Servant of the Shard
- Author: R.A. Salvatore
- Language: English
- Series: Paths of Darkness, The Sellswords
- Genre: Fantasy
- Publisher: Wizards of the Coast
- Publication place: United States
- Media type: Print
- Preceded by: The Spine of the World
- Followed by: Sea of Swords Promise of the Witch-King

= Servant of the Shard =

2000 novel by R.A. Salvatore

Servant of the Shard was originally the third book in R.A. Salvatore's Paths of Darkness book series. It was also made the first book of the trilogy The Sellswords. In this novel, Artemis Entreri acquires Charon's Claw.

==Plot summary==

After regaining his confidence and will to live (lost in Paths of Darkness, when Drizzt Do'Urden seemed to have died without being defeated fairly by Artemis, thus apparently taking from him the ability to prove to himself that he was a better fighter), Artemis Entreri finds himself allied with the mercenary Jarlaxle as the drow's tie to the surface world.
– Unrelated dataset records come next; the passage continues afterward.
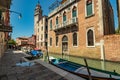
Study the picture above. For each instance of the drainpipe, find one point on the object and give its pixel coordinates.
(102, 50)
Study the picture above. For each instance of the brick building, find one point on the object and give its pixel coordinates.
(21, 40)
(32, 40)
(5, 27)
(40, 28)
(77, 27)
(26, 42)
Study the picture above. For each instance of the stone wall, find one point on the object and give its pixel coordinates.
(112, 47)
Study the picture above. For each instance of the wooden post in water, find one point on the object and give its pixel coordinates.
(90, 78)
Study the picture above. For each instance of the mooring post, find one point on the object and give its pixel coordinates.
(90, 78)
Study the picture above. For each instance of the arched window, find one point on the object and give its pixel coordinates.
(64, 39)
(56, 40)
(64, 16)
(90, 38)
(75, 39)
(50, 24)
(65, 43)
(56, 20)
(89, 7)
(74, 12)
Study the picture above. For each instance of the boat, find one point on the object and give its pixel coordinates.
(82, 71)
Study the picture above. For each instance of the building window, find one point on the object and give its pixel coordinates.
(38, 38)
(41, 36)
(65, 43)
(56, 20)
(38, 29)
(64, 17)
(74, 12)
(90, 38)
(46, 36)
(0, 14)
(89, 7)
(50, 41)
(42, 28)
(41, 44)
(50, 24)
(57, 41)
(75, 39)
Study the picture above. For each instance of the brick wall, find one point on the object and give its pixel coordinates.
(112, 47)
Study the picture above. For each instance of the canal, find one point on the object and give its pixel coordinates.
(98, 64)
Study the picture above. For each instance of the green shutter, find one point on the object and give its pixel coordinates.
(89, 9)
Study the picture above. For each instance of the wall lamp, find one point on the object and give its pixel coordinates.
(5, 10)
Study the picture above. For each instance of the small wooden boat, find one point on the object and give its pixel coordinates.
(82, 71)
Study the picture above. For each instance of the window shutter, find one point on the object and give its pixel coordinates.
(89, 9)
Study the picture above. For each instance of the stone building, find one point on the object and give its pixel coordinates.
(76, 27)
(5, 27)
(40, 28)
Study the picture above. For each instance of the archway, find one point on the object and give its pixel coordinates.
(64, 45)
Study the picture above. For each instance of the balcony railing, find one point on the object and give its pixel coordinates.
(4, 28)
(61, 7)
(68, 23)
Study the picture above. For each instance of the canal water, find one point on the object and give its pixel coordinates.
(98, 64)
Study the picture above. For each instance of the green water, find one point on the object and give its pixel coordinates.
(103, 65)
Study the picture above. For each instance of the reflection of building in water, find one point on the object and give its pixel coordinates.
(75, 26)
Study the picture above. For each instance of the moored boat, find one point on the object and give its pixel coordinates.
(82, 71)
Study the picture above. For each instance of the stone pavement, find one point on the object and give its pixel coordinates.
(9, 70)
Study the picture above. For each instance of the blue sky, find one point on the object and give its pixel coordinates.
(25, 25)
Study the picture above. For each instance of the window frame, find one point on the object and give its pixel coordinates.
(87, 16)
(57, 41)
(50, 41)
(51, 24)
(93, 37)
(73, 39)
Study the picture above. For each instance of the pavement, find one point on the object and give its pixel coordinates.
(39, 71)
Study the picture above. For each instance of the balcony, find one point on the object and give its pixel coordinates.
(65, 4)
(69, 23)
(4, 28)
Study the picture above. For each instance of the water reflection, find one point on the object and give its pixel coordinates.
(103, 65)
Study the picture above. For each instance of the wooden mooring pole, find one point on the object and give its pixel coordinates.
(90, 78)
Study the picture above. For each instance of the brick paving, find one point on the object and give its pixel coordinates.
(8, 70)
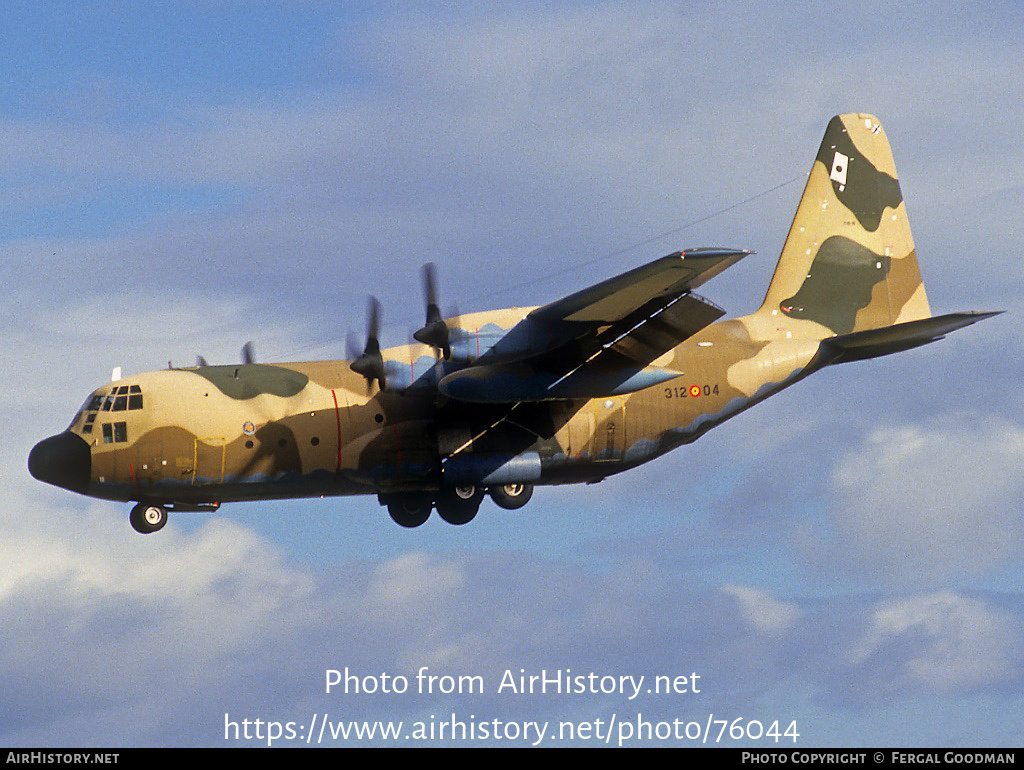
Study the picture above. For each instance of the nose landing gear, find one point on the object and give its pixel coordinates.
(147, 517)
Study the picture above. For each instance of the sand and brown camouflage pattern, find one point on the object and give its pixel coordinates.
(212, 434)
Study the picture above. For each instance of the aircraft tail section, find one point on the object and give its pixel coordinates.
(849, 263)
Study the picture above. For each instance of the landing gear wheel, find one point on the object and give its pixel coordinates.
(147, 517)
(409, 510)
(460, 505)
(511, 497)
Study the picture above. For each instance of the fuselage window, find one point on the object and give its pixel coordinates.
(115, 432)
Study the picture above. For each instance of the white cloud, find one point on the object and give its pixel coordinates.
(927, 503)
(939, 643)
(764, 613)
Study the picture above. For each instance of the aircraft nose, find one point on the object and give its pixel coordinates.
(62, 460)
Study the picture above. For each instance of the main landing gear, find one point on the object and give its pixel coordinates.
(457, 506)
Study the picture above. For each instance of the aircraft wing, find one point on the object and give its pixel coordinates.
(599, 341)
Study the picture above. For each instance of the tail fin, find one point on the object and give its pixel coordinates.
(849, 263)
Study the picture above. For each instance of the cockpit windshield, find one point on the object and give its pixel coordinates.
(121, 398)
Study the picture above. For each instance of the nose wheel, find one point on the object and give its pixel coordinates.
(147, 517)
(511, 497)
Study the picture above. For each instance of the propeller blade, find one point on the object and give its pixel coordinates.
(435, 332)
(370, 364)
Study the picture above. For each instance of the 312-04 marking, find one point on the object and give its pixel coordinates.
(693, 391)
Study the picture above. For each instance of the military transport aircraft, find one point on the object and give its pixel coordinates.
(498, 402)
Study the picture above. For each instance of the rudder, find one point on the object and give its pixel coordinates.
(849, 262)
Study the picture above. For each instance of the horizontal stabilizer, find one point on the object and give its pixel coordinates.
(615, 298)
(876, 342)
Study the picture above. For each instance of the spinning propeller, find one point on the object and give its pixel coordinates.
(435, 333)
(369, 362)
(248, 355)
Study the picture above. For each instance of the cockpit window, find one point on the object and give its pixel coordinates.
(121, 398)
(115, 432)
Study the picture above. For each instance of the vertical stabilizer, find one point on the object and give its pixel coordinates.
(849, 262)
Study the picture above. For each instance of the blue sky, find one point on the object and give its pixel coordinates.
(181, 178)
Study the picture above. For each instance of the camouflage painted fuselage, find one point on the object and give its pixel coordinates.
(257, 431)
(519, 401)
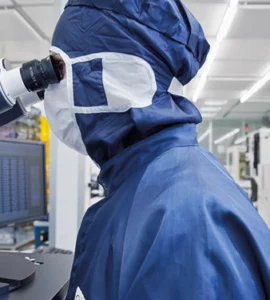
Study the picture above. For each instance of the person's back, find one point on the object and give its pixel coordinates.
(174, 224)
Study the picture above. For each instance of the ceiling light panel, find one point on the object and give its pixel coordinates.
(216, 102)
(227, 136)
(209, 109)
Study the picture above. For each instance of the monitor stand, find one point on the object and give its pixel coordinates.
(16, 270)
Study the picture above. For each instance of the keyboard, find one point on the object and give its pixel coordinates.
(51, 250)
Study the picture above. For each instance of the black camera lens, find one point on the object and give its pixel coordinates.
(37, 75)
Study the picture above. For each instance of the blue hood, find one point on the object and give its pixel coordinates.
(165, 35)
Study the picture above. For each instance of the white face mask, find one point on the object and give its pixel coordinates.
(105, 82)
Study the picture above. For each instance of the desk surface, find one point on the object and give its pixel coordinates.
(51, 279)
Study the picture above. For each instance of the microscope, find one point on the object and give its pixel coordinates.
(24, 86)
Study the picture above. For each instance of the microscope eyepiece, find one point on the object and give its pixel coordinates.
(38, 75)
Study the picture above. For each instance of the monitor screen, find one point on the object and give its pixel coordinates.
(22, 182)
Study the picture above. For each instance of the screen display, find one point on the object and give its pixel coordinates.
(22, 182)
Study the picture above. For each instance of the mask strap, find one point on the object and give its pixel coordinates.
(176, 87)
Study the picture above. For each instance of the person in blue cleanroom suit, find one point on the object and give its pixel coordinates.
(174, 224)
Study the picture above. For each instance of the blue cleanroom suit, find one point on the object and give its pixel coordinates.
(174, 224)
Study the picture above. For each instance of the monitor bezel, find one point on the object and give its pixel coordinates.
(45, 214)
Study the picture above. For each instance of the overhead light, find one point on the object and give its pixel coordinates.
(208, 115)
(210, 109)
(216, 103)
(227, 136)
(204, 135)
(222, 33)
(240, 140)
(258, 85)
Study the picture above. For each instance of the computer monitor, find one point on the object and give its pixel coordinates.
(22, 182)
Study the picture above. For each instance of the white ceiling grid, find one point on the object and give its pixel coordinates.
(26, 28)
(242, 59)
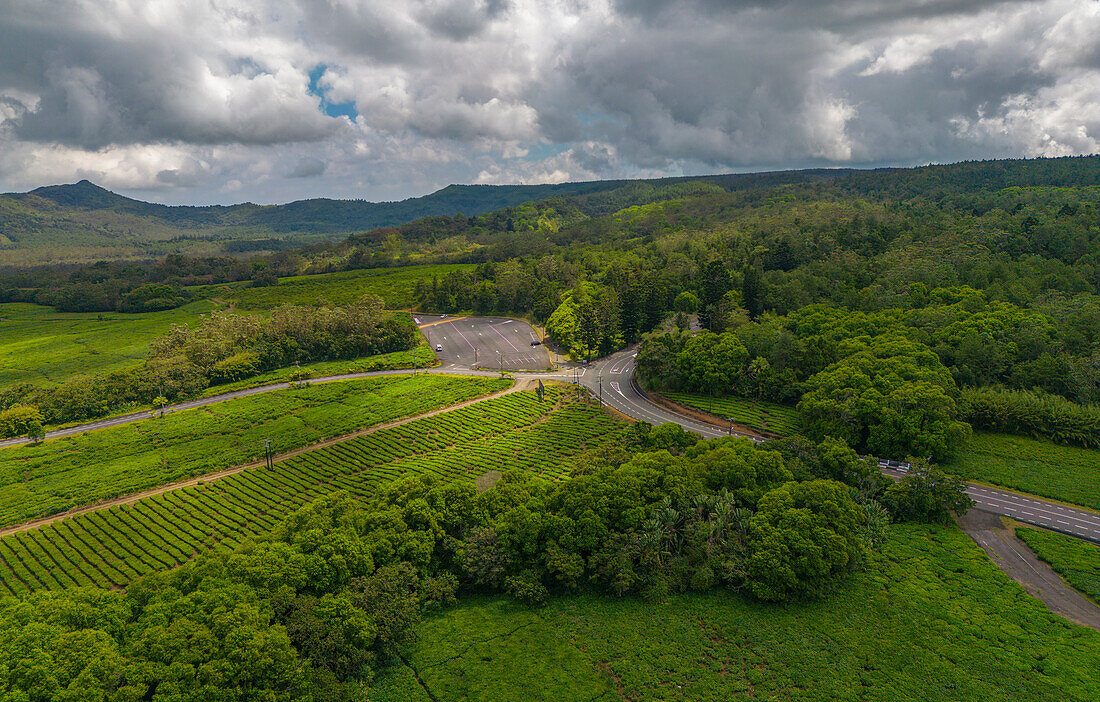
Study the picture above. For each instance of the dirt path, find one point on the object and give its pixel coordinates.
(1002, 546)
(518, 385)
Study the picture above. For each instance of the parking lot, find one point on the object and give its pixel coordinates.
(487, 342)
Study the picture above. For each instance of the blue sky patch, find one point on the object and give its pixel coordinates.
(332, 109)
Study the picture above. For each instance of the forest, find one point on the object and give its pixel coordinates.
(312, 610)
(901, 314)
Caught in the plans of Jarlaxle's band, Bregan D'aerthe, Artemis finds himself back in Calimport, the city in which he became known as one of the greatest assassins in Faerûn. Without many ties to the city after spending his time in captivity to the drow, Entreri must once again make his name known while trying to survive against the guilds of Calimport and Jarlaxle's lieutenants, Berg'inyon Baenre, Raiguy Bondalek, and Kimmuriel Oblodra. At the same time Jarlaxle succumbs to the mental intrusions of the crystal shard, Crenshinibon, as it pushes Jarlaxle to fulfill his unending ambitions.

==Reception==
Servant of the Shard reached 14 on The New York Times bestseller list on November 19, 2000.